We are interested in machines that can learn new things from people who are not Machine Learning (ML) experts. We propose a research agenda framed around the human factors (HF) and ML research questions of teaching an agent via demonstration and critique. Ultimately, we will develop a training simulation game with several nonplayer characters, all of which can be easily taught new behaviors by an end-user.

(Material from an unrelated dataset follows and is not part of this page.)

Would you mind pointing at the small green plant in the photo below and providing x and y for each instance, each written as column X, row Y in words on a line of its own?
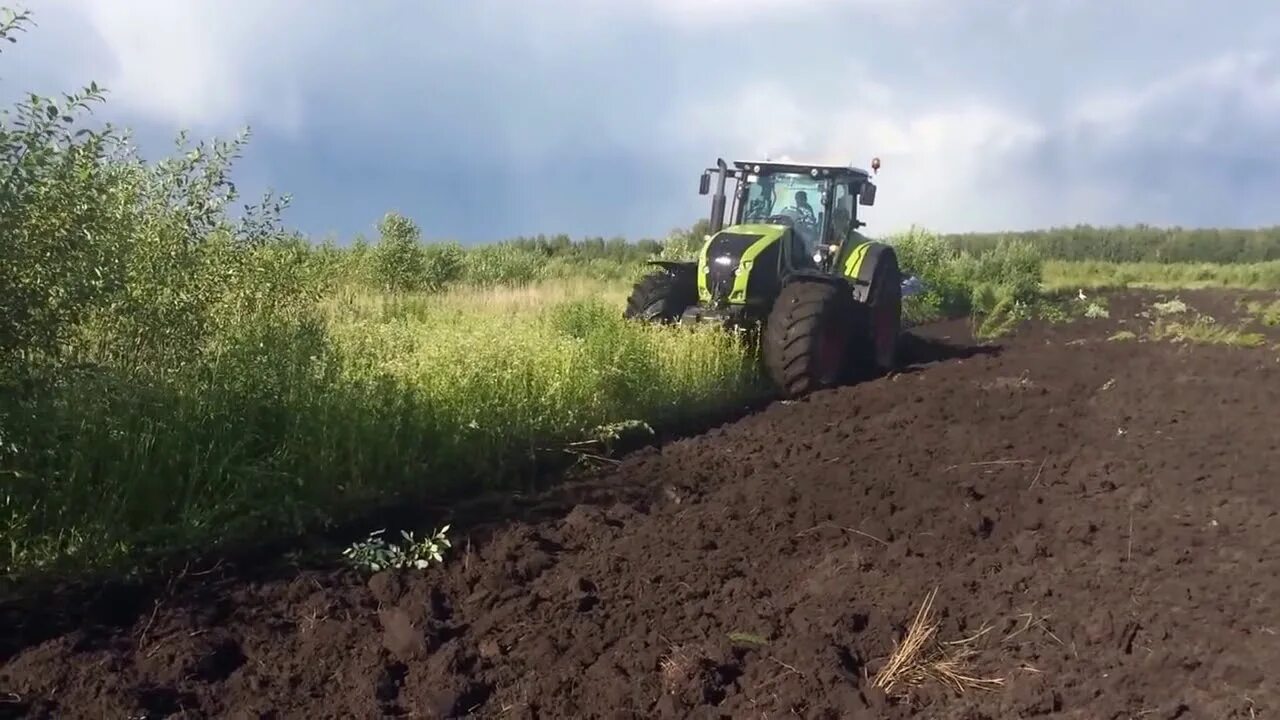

With respect to the Science of Autonomy, this proposal is focused on Interactive Intelligence. We seek to understand how an automated system can partner with a human to learn how to act and reason about a new domain. Interactive learning machines that adapt to the needs of a user have long been a goal of AI research. Machine Learning (ML) promises a way to build adaptive systems while avoiding tedious pre-programming (which in sufficiently complex domains is almost impossible); however, we have yet to see many successful applications where machines learn from everyday users. ML techniques are not designed for input from na¨ıve users, remaining by and large a tool built by experts for experts.
Many prior efforts in designing Machine Learning systems with human input, pose the problem as: “what can I get the human to do to help my machine learn better?” Instead, our goal is for systems to learn from everyday people, we reframe the problem as: “how can machines take better advantage of the input that an everyday person is going to be able to provide?” This approach is Interactive Machine Learning (IML), and brings Human Factors to the problem of Machine Learning. IML has two major complementary research goals: (1) to develop interaction protocols for people to teach an ML agent in a way they find natural and intuitive. (2) to design ML algorithms that take better advantage of a human teacher’s guidance; that is, to understand formally how to optimize the information source that is humans, even when those humans have imperfect models of the learning algorithms or suboptimal policies themselves. Our research agenda addresses both of these IML research questions in two complementary types of learning interactions:

  • Learning from Demonstrations (LfD)—A human teacher provides demonstrations of the desired behavior in a given task domain, from which the agent infers a policy of action.
  • Learning from Critique—A human teacher watches critiques the behavior with high-level feedback.

This project is the joint effort with Dr. Andrea Thomaz (PI), Dr. Charles Isbell and Dr. Mark Riedl.